Steven Byrnes comments on Don’t align agents to evaluations of plans

Steven Byrnes 28 Nov 2022 20:14 UTC
LW: 2 AF: 2
0
AF
I think that grader-optimization is likely to fail catastrophically when the grader is (some combination of):
- more like “built / specified directly and exogenously by humans or other simple processes”, less like e.g. “a more and more complicated grader getting gradually built up through some learning process as the space-of-possible-plans gets gradually larger”
- more like “looking at the eventual consequences of the plan”, less like “assessing plans for deontology and other properties” (related post) (e.g. “That plan seems to pattern-match to basilisk stuff” could be a strike against a plan, but that evaluation is not based solely on the plan’s consequences.)
- more like “looking through tons of wildly-out-of-the-box plans”, less like “looking through a white-list of a small number of in-the-box plans”
Maybe we agree so far?
But I feel like this post is trying to go beyond that and say something broader, and I think that’s where I get off the boat.
I claim that maybe there’s a map-territory confusion going on. In particular, here are two possible situations:
- (A) Part of the AGI algorithm involves listing out multiple plans, and another part of the algorithm involves a “grader” that grades the plans.
- (B) Same as (A), but also assume that the high-scoring plans involve a world-model (“map”), and somewhere on that map is an explicit (metacognitive / reflective) representation of the “grader” itself, and the (represented) grader’s (represented) grade outputs (within the map) are identical to (or at least close to) the actual grader’s actual grades within the territory.
I feel like OP equivocates between these. When it’s talking about algorithms it seems to be (A), but when it’s talking about value-child and appendix C and so on, it seems to be (B).

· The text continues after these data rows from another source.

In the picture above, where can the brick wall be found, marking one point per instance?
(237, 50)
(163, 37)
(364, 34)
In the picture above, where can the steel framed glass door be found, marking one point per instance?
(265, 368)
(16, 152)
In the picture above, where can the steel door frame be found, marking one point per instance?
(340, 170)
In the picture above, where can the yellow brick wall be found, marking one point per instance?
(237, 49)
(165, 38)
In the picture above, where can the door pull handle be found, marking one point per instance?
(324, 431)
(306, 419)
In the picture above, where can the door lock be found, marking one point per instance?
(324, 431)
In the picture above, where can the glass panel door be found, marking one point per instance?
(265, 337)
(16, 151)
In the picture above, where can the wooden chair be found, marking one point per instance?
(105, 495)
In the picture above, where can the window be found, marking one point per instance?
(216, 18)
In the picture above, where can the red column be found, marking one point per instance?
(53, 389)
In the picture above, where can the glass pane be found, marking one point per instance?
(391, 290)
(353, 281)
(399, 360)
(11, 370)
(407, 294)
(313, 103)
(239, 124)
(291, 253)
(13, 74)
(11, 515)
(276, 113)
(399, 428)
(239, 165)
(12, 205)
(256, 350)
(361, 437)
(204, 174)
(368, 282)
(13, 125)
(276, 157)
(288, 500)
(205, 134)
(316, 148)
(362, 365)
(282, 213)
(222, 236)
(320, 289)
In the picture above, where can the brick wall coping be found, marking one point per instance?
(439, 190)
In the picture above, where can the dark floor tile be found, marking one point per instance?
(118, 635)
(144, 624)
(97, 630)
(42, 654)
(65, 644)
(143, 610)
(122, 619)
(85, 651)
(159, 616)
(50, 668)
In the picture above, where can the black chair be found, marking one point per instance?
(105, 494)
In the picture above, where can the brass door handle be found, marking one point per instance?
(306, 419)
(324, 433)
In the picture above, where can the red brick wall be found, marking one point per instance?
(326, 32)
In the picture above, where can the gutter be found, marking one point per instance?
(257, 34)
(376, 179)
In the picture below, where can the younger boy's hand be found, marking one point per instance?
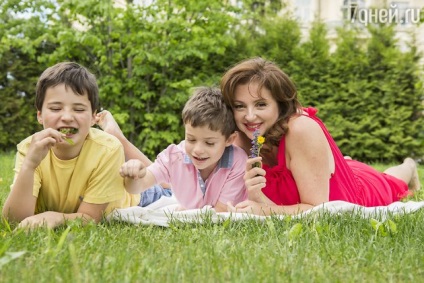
(133, 169)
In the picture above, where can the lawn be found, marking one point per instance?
(324, 248)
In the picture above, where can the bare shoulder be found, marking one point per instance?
(303, 127)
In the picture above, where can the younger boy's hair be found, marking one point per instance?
(206, 107)
(73, 75)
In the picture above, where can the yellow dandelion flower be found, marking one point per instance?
(261, 140)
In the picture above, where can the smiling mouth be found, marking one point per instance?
(200, 159)
(252, 127)
(68, 131)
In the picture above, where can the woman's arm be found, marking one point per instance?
(310, 160)
(308, 157)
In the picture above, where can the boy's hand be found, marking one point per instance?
(107, 123)
(133, 169)
(40, 145)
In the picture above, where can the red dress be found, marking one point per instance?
(352, 180)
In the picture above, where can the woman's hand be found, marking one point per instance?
(254, 179)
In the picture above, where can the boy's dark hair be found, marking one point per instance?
(73, 75)
(206, 107)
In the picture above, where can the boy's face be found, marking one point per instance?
(63, 109)
(205, 147)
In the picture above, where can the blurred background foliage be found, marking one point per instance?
(148, 58)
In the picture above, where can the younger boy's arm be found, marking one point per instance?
(87, 212)
(137, 177)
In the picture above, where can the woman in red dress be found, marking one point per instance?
(302, 166)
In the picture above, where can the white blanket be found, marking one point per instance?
(163, 211)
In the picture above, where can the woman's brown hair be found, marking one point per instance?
(267, 75)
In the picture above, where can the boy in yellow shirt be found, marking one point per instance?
(68, 170)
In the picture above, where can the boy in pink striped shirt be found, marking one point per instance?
(205, 168)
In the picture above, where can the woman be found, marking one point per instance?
(302, 166)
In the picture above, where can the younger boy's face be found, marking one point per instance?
(63, 110)
(205, 147)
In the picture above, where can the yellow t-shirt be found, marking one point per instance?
(92, 176)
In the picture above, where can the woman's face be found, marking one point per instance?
(254, 110)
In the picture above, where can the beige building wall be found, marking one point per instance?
(335, 13)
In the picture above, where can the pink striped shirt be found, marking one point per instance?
(224, 184)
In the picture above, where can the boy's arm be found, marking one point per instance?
(21, 202)
(137, 177)
(87, 212)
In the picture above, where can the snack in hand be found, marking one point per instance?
(68, 131)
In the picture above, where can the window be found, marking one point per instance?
(304, 10)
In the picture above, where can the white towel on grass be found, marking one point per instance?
(163, 211)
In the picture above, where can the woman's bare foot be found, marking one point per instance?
(414, 184)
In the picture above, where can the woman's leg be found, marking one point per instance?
(407, 171)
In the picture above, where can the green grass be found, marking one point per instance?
(324, 248)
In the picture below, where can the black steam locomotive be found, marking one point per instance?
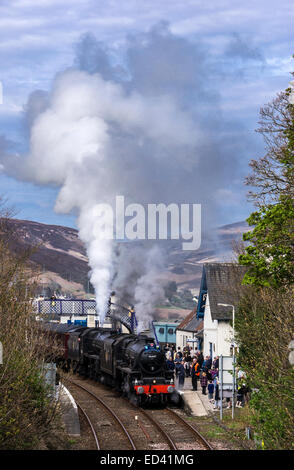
(131, 363)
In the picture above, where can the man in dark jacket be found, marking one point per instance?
(200, 359)
(195, 372)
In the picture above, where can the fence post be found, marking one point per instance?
(221, 386)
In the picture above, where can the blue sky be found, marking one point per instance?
(244, 48)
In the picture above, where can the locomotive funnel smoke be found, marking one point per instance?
(151, 132)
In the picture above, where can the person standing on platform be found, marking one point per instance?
(181, 375)
(203, 382)
(210, 389)
(195, 372)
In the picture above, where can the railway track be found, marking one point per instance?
(153, 429)
(122, 429)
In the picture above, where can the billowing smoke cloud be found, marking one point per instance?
(148, 127)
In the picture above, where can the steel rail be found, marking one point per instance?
(113, 414)
(90, 424)
(159, 427)
(191, 428)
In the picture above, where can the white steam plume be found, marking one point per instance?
(73, 144)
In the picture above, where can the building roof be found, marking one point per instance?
(191, 322)
(224, 285)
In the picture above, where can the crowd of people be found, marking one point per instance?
(189, 362)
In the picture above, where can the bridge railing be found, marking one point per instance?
(66, 307)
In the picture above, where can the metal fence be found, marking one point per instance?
(66, 307)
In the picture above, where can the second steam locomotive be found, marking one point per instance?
(131, 363)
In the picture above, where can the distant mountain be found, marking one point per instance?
(62, 260)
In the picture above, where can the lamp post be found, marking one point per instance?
(234, 370)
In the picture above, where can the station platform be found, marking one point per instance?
(195, 402)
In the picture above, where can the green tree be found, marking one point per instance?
(270, 255)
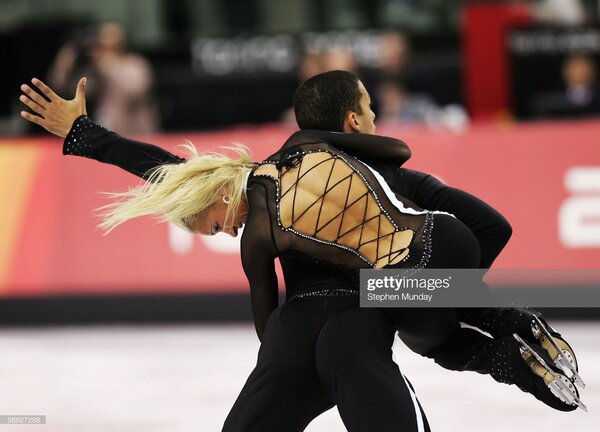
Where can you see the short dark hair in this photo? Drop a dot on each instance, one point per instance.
(322, 101)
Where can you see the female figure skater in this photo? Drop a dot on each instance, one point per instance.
(312, 199)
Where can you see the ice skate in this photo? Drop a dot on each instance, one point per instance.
(560, 385)
(559, 350)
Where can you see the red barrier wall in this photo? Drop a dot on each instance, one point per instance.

In the case of people, I want to say that the “grader” is roughly “valence” / “the feeling that this is a good idea”.
I claim that (A), properly understood, should seem/feel almost tautological—like, it should be impossible to introspectively imagine (A) being false! It’s kinda the claim “People will do things that they feel motivated to do”, or something like that. By contrast, (B) is not tautological, or even true in general—it describes hedonists: “The person is thinking about how to get very positive valence on their own thoughts, and they’re doing whatever will lead to that”.
I think this is related to Rohin’s comment (“An AI system with a “direct (object-level) goal” is better than one with “indirect goals””)—the AGI has a world-model / map, its “goals” are somewhere on the map (inevitably, I claim), and we can compare the option of “the goals are in the parts of the map that correspond to object-level reality (e.g. diamonds)”, versus “the goals are in the parts of the map that correspond to a little [self-reflective] portrayal of the AGI’s own evaluative module (or some other represented grader) outputting a high score”. That’s the distinction between (not-B) vs (B) respectively. But I think both options are equally (A).

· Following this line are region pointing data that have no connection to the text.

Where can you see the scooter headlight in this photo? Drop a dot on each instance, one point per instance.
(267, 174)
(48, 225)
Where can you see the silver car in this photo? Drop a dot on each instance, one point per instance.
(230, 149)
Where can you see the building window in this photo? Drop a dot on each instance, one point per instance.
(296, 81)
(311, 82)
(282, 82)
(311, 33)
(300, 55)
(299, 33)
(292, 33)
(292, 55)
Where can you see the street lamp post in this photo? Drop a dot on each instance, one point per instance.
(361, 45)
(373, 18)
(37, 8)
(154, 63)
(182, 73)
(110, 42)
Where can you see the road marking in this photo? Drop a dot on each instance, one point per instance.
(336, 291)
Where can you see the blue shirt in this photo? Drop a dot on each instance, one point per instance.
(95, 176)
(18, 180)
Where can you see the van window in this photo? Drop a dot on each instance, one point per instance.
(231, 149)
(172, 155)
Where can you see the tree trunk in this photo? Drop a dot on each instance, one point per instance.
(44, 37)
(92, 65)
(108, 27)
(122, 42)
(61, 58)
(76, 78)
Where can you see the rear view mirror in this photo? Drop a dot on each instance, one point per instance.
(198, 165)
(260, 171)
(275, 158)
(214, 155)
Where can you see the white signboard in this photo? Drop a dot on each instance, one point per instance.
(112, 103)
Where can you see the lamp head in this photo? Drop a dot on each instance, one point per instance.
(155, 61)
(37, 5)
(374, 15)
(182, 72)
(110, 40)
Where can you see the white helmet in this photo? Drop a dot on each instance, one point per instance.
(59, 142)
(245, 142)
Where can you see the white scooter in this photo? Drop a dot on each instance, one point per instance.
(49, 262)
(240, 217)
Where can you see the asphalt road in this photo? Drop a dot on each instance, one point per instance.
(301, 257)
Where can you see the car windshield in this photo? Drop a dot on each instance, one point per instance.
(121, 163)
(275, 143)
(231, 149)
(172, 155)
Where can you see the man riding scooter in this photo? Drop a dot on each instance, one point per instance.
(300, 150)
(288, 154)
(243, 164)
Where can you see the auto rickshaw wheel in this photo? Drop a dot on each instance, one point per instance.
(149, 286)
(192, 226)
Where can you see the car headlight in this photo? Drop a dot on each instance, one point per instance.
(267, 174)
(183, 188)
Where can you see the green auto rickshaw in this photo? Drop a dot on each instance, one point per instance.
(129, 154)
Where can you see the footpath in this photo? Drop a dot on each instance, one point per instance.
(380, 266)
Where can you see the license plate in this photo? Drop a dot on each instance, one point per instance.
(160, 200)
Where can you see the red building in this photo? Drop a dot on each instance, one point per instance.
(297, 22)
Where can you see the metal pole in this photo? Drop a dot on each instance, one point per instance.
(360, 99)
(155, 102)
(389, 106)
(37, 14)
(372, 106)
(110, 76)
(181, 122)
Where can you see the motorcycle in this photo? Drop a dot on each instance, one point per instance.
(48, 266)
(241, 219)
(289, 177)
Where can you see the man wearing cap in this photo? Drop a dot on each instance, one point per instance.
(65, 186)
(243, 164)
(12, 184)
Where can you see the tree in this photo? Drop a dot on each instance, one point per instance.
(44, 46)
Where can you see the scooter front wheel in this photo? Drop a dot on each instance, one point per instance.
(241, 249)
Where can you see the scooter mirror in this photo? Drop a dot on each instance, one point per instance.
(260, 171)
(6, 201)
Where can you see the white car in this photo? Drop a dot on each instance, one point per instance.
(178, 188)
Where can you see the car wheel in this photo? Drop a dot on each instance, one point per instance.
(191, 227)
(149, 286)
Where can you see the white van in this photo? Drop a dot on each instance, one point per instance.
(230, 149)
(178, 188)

(Sidenote: There are obvious reasons to think that (A) might lead to (B) in the context of powerful model-based RL algorithms. But I claim that this is not inevitable. I think OP would agree with that.)
What links here?
- Steven Byrnes's comment on Disentangling Shard Theory into Atomic Claims by Leon Lang (18 Jan 2023 1:53 UTC; 6 points)
- TurnTrout 16 Dec 2022 20:07 UTC
  LW: 2 AF: 2
  0
  AF Parent
  As I read your comment, I kept expecting to find the point where we disagreed, but… I didn’t really find one? I’m not saying “don’t have (A) in the training goal” nor am I saying “don’t let (A) be present in the AI’s mind.”
  ETA tweaked for clarity.